CHAPITRE DIX-SEPTIÈME
     
    L’avance de l’ennemi paraissait à l’adolescent comme une impitoyable chasse. Il commença à fulminer de rage et d’exaspération. Il tapait du pied au sol, et grimaçait de haine vers la fumée tourbillonnante qui approchait comme un déferlement de spectres. Il y avait quelque chose d’affolant dans cette apparente résolution de l’ennemi à ne lui laisser aucun repos, aucun moment pour s’asseoir et penser. Hier il s’était battu et très vite s’était enfui. Il y eut pas mal d’aventures. Mais aujourd’hui il sentait qu’il avait gagné le droit à un repos durant lequel il pourrait réfléchir à loisir. Il aurait pu prendre plaisir à décrire pour des auditeurs non initiés, les différentes scènes dont il fût le témoin ou discuter habilement sur le déroulement des batailles avec d’autres hommes qui ont fait leurs preuves. Il faudrait qu’il ait le temps de récupérer physiquement, c’était important aussi. Il avait le corps douloureux et engourdi par tout ce qui lui était arrivé. Il avait eu toute sa part de peines, et il souhaitait se reposer.

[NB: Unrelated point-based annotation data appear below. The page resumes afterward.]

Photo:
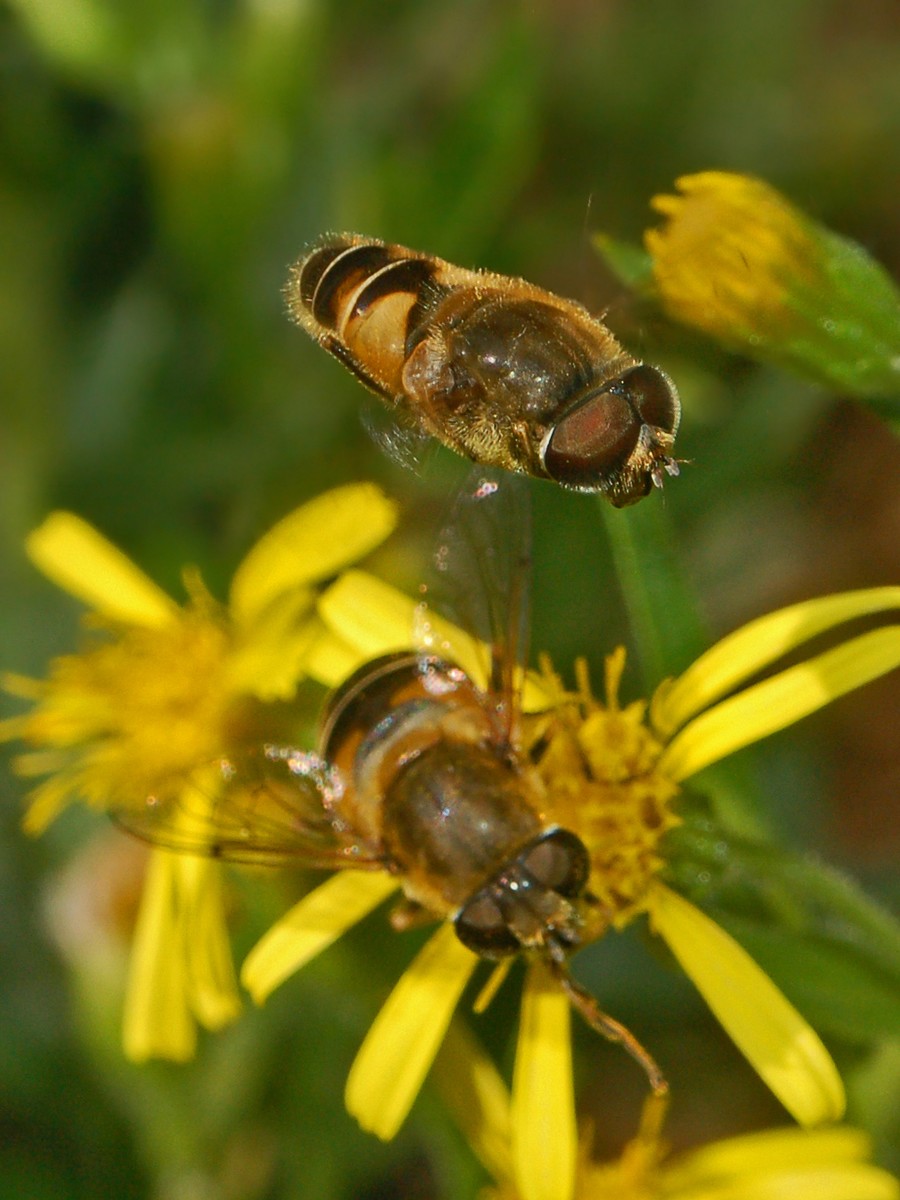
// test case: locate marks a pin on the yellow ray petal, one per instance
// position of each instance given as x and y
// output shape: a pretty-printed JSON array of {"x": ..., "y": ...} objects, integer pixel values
[
  {"x": 210, "y": 967},
  {"x": 312, "y": 925},
  {"x": 478, "y": 1098},
  {"x": 757, "y": 645},
  {"x": 270, "y": 658},
  {"x": 765, "y": 1026},
  {"x": 330, "y": 659},
  {"x": 775, "y": 703},
  {"x": 157, "y": 1020},
  {"x": 772, "y": 1150},
  {"x": 405, "y": 1037},
  {"x": 311, "y": 544},
  {"x": 376, "y": 618},
  {"x": 544, "y": 1131},
  {"x": 81, "y": 561}
]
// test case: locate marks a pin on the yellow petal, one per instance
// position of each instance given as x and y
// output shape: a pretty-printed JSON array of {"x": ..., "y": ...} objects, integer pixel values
[
  {"x": 755, "y": 646},
  {"x": 858, "y": 1181},
  {"x": 157, "y": 1018},
  {"x": 544, "y": 1131},
  {"x": 778, "y": 702},
  {"x": 77, "y": 558},
  {"x": 331, "y": 659},
  {"x": 376, "y": 618},
  {"x": 772, "y": 1150},
  {"x": 765, "y": 1026},
  {"x": 311, "y": 544},
  {"x": 478, "y": 1099},
  {"x": 269, "y": 658},
  {"x": 312, "y": 925},
  {"x": 405, "y": 1037},
  {"x": 210, "y": 967}
]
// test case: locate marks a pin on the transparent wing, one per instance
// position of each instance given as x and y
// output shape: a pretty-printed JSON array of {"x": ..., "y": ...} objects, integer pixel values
[
  {"x": 397, "y": 437},
  {"x": 481, "y": 581},
  {"x": 277, "y": 807}
]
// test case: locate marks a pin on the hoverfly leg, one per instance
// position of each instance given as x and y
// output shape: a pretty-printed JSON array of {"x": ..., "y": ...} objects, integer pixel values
[
  {"x": 408, "y": 915},
  {"x": 609, "y": 1027}
]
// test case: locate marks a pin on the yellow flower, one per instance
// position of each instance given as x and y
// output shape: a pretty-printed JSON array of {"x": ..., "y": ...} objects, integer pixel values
[
  {"x": 741, "y": 263},
  {"x": 157, "y": 694},
  {"x": 803, "y": 1164},
  {"x": 611, "y": 774}
]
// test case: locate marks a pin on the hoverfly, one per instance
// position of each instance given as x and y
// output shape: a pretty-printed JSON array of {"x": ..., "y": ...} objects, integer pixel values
[
  {"x": 419, "y": 772},
  {"x": 498, "y": 370}
]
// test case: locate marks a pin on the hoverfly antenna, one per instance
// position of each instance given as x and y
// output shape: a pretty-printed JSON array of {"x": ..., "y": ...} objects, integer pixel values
[{"x": 607, "y": 1026}]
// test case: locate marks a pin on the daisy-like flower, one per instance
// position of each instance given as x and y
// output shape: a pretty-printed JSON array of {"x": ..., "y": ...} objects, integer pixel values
[
  {"x": 741, "y": 263},
  {"x": 803, "y": 1164},
  {"x": 612, "y": 774},
  {"x": 159, "y": 694}
]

    Mais les autres hommes ne paraissaient jamais connaître la fatigue, ils se battaient avec leur rapidité coutumière. Il eut une haine sauvage contre l’implacable ennemi. Hier quand il s’était imaginé que tout l’univers était contre lui, il l’avait haï avec tous ses dieux ; aujourd’hui c’était l’armée ennemie qu’il haïssait en grand. Il n’allait pas se laisser tordre le cou comme un chat poursuivi par des gamins, se dit-il. Il n’était pas bien de pousser les hommes à leurs dernières extrémités, à ces moments-là ils peuvent mordre et griffer.
    Il se pencha sur son ami et lui parla à l’oreille, faisant un geste menaçant vers les bois : « S’ils continuent à nous faire la chasse, par Dieu, ils n’ont qu’à faire bien attention. On peut pas tout supporter. »
    L’ami tourna la tête et fit une calme réponse : « S’ils continuent à nous faire la chasse, ils nous jetteront tous dans la rivière. »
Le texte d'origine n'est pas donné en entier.